Even as he prodded leaders to do more, Juncker said the Bratislava agreement was at least a good start. He also said he was glad many of the agreements in Bratislava included promises made in his State of the Union speech, delivered in Strasbourg two days before the meeting in Slovakia.
It was “the first time,” Juncker said, EU leaders had paid so much attention to a Commission president’s proposals. “Normally they wouldn’t take note.”
Some MEPs expressed similar frustration about the outcome of the Bratislava meeting.
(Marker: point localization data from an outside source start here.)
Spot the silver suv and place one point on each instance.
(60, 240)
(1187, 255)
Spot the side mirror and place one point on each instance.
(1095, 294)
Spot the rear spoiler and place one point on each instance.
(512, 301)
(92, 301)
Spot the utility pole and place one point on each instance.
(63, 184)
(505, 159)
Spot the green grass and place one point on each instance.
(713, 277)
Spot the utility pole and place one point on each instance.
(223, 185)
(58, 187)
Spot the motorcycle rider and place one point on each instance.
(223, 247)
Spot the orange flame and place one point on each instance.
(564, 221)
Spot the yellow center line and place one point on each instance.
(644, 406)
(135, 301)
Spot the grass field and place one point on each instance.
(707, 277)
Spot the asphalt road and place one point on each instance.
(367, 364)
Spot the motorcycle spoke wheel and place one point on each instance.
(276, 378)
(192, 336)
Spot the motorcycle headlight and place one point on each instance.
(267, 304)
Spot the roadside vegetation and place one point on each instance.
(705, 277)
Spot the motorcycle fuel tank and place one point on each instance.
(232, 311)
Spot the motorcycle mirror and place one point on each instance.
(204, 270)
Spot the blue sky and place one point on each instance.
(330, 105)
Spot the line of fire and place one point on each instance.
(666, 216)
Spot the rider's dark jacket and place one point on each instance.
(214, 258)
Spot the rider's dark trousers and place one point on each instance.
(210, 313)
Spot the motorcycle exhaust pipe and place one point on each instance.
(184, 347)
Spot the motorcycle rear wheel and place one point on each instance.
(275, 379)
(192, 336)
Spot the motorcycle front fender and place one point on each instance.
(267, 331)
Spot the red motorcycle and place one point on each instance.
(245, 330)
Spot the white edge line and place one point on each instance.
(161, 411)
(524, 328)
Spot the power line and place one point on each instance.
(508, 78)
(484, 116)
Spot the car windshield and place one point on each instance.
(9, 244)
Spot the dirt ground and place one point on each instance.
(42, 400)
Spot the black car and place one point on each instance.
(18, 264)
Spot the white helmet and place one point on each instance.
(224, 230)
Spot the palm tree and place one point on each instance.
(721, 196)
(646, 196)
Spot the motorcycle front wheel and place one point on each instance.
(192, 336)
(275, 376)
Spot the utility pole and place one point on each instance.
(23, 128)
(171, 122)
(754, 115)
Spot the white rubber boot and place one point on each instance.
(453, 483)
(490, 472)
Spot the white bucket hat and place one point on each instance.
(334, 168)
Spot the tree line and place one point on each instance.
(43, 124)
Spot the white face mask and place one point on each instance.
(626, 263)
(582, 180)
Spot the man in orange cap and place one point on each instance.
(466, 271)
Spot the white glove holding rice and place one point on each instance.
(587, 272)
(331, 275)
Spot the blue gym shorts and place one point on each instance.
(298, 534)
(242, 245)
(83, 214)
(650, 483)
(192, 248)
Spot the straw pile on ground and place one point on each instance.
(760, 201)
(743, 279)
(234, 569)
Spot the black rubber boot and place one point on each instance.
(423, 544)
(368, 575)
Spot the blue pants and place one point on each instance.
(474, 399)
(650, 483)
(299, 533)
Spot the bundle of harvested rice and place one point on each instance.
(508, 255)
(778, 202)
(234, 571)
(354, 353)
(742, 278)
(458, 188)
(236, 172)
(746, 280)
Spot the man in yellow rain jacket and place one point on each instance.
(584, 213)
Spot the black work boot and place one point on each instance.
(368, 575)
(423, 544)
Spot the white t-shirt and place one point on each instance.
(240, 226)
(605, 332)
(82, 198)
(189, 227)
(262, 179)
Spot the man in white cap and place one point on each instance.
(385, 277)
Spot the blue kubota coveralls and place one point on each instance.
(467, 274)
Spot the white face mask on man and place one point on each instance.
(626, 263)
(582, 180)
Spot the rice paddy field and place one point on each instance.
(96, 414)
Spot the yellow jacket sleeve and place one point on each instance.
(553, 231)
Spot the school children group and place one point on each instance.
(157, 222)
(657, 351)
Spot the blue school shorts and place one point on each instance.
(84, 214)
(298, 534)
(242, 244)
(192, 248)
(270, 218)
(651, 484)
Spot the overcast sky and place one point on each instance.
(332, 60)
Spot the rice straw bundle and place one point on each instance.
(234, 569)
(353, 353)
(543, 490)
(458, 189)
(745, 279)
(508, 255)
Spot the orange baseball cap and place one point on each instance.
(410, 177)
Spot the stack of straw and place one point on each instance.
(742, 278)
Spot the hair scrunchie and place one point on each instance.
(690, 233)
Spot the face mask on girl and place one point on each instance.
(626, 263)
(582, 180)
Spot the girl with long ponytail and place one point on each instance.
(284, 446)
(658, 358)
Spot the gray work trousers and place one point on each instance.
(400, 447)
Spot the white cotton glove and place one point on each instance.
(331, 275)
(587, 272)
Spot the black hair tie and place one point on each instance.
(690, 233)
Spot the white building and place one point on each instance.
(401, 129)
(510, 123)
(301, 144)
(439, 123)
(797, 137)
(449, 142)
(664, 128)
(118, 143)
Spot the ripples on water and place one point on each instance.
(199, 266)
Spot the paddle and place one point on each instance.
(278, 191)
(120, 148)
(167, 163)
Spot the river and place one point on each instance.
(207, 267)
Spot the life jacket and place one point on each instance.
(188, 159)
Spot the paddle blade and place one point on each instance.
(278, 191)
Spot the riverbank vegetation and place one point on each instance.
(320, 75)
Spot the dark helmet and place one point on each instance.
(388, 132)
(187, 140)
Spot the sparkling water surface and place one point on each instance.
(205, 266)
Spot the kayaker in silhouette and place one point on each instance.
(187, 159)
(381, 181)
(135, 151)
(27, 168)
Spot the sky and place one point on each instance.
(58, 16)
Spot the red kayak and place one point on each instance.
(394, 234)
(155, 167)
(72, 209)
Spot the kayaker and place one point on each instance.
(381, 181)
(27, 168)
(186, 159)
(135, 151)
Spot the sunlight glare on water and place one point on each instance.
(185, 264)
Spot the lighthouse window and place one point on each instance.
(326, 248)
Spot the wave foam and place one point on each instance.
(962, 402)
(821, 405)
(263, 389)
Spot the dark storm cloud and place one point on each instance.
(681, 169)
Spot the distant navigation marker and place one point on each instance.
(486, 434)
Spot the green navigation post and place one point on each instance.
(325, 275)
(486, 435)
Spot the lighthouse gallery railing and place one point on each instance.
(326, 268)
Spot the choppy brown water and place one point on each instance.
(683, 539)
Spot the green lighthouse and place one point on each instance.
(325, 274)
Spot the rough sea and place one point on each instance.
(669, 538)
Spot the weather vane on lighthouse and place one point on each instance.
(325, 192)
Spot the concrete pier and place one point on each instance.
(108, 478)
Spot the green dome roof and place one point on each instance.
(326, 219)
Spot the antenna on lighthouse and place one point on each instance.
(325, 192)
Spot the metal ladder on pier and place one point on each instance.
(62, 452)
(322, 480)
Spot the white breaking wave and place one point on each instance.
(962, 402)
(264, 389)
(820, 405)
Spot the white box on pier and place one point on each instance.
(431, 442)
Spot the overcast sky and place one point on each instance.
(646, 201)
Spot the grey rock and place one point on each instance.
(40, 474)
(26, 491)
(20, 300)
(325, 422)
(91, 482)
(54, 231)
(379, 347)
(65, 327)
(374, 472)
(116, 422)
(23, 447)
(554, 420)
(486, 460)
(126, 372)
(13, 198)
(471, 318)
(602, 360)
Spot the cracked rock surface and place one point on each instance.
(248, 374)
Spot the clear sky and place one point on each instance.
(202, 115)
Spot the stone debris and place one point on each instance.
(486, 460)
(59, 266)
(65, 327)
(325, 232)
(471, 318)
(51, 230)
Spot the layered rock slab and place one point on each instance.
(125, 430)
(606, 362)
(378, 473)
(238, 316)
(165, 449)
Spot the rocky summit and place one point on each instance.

Maria João Rodrigues, a member of the Progressive Alliance of Socialists and Democrats from Portugual, said it should have been less about the need to protect European external borders than about welcoming and hosting refugees.” “The problem is still there,” Rodrigues said.
Juncker also sought to reassure MEPs about progress on pending EU trade deals. The Commission president said some last-minute tweaks to an EU-Canada deal would address remaining concerns of all countries ahead of the next summit.
“I’m in ongoing discussions with the Canadian prime minister today and tomorrow and I think we will reach a final agreement which will take on board in a specific declaration the concerns of all the member states,” Juncker said.
The Commission and the Canadian government are currently drafting a legally binding declaration that will be added to the Comprehensive Economic and Trade Agreement to allay concerns on public services, labor and environmental rights and a controversial investment court system. This is crucial for certain EU countries to approve the deal.
“We have to make sure that [CETA] will enter into force after a certain number of months,” Juncker said. He further argued that the already running trade deal with South Korea is a good example why “trade is essential,” since 210,000 new jobs had been created under the agreement.